Part 4
With a small carpetbag, holding his various deeds and options, and mentally formulating a vigorous expression of his opinions and projections, he sought the doubting capital behind the Columbus Transportation Line. When, a month later, he returned to Tubal Cain, it was in the company of an expert industrial engineer, and with credit sufficient for the completion of his present plans. He had been gone a month, but he appeared older by several years. Alexander Hulings had forced from reluctant sources, from men more wily, if less adamantine, than himself, what he desired; but in return he had been obliged to grant almost impossibly favorable contracts and preferences. A tremendous pressure of responsibility had gathered about him; but under it he was still erect, coldly confident, and carried himself with the special pugnacity of small, vain men.
On a day in early June, a year from the delivery of his first contract at Tubal Cain, he stood in a fine rain at the side of a light road wagon, drawn, like John Wooddrop's, by two sweeping young horses, held by a negro, and watched the final courses of his new furnace. The furnace itself, a solid structure of unmasoned stone, rose above thirty feet, narrowed at the top almost to half the width of its base. Directly against its face and hearth was built the single high interior of the cast house, into which the metal would be run on a sand pig bed to harden into commercial iron.
On the hill rising abruptly at the back was the long wall of the coal house, with an entrance and runway leading to the opening at the top of the furnace stack. Lower down, the curving artificial channel of the forebay swept to where the water would fall on a ponderous overshot wheel and drive the great tilted bellows that blasted the furnace.
The latter, Alexander knew, must have a name. Most furnaces were called after favorite women; but there were no such sentimental objects in his existence. He recalled the name of the canal packet that had first drawn him out to Harmony—the Hit or Miss. No casual title such as that would fit an enterprise of his. He thought of Tubal Cain, and then of Jim Claypole. He owed the latter something; and yet he wouldn't have another man's name.... Conrad Wishon had surmised that the owner of Tubal Cain had vanished—like Elijah—on a Glory-wagon. That was it—Glory Furnace! He turned and saw John Wooddrop leaning forward out of his equipage, keenly studying the new buildings.
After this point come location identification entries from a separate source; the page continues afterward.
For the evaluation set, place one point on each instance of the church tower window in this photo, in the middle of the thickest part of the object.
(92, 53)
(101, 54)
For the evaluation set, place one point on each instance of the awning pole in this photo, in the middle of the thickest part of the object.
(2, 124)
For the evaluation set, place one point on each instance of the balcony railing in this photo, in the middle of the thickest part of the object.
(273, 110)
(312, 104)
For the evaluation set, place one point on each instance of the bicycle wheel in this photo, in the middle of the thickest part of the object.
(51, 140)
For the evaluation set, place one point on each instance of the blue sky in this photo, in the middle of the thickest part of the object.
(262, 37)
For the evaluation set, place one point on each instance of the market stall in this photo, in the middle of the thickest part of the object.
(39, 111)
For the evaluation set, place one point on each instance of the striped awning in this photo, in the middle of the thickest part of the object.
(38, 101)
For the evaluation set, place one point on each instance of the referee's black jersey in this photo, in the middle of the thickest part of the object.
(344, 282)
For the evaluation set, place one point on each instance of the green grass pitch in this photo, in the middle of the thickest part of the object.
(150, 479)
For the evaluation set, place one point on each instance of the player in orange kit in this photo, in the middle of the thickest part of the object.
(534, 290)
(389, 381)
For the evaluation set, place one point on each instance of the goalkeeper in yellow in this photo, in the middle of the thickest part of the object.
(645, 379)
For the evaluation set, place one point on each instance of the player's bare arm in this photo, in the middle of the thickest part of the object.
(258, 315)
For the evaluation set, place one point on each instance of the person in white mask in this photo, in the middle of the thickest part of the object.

“That's a good job,” the Ironmaster allowed; “but it should be, built by Henry Bayard, the first man in the country. It ought to do very well for five or six years.”
“Fifty,” Hulings corrected him.
John Wooddrop's eyes were smiling.
“It's all a question of charcoal,” he explained, as Wishon had, long before. “To be frank, I expect a little difficulty myself, later. It is surprising how generally properties have been newly bought in the county. I know, because lately I, too, have been reaching out. Practically all the available stuff has, been secured. Thousands of acres above you, here, have been taken by a company, hotel—or something of the sort.”
“The Venealic Company,” Hulings said; and then, in swelling pride, he added: “That's me!” Wooddrop's gaze hardened. Alexander Hulings thought the other's face grew paler. His importance, his sense of accomplishment, of vindication, completely overwhelmed him. “And beyond, it is me!” he cried. “And back of that, again!” He made a wide, sweeping gesture with his arm. “Over there; the Hezekiah Mills tract—that's me too; and the East purchase, and on and round. Fifty! This Glory Furnace, and ten others, could run on for a century.
“You've been the big thing here—even in the state. You are known on canal boats, people point you out; yes, and patronize me. You did that yourself—you and your women. But it is over; I'm coming now, and John Wooddrop's going. You are going with those same canal boats, and Alexander Hulings is rising with the railroads.”
He pounded himself on the chest, and then suddenly stopped. It was the only impassioned speech, even in the disastrous pursuit of the law, that he had ever made; and it had an impotent, foolish ring in his ear, his deliberate brain. He instantly disowned all that part of him which had betrayed his ordinary silent caution into such windy boasting. Hulings was momentarily abashed before the steady scrutiny of John Wooddrop.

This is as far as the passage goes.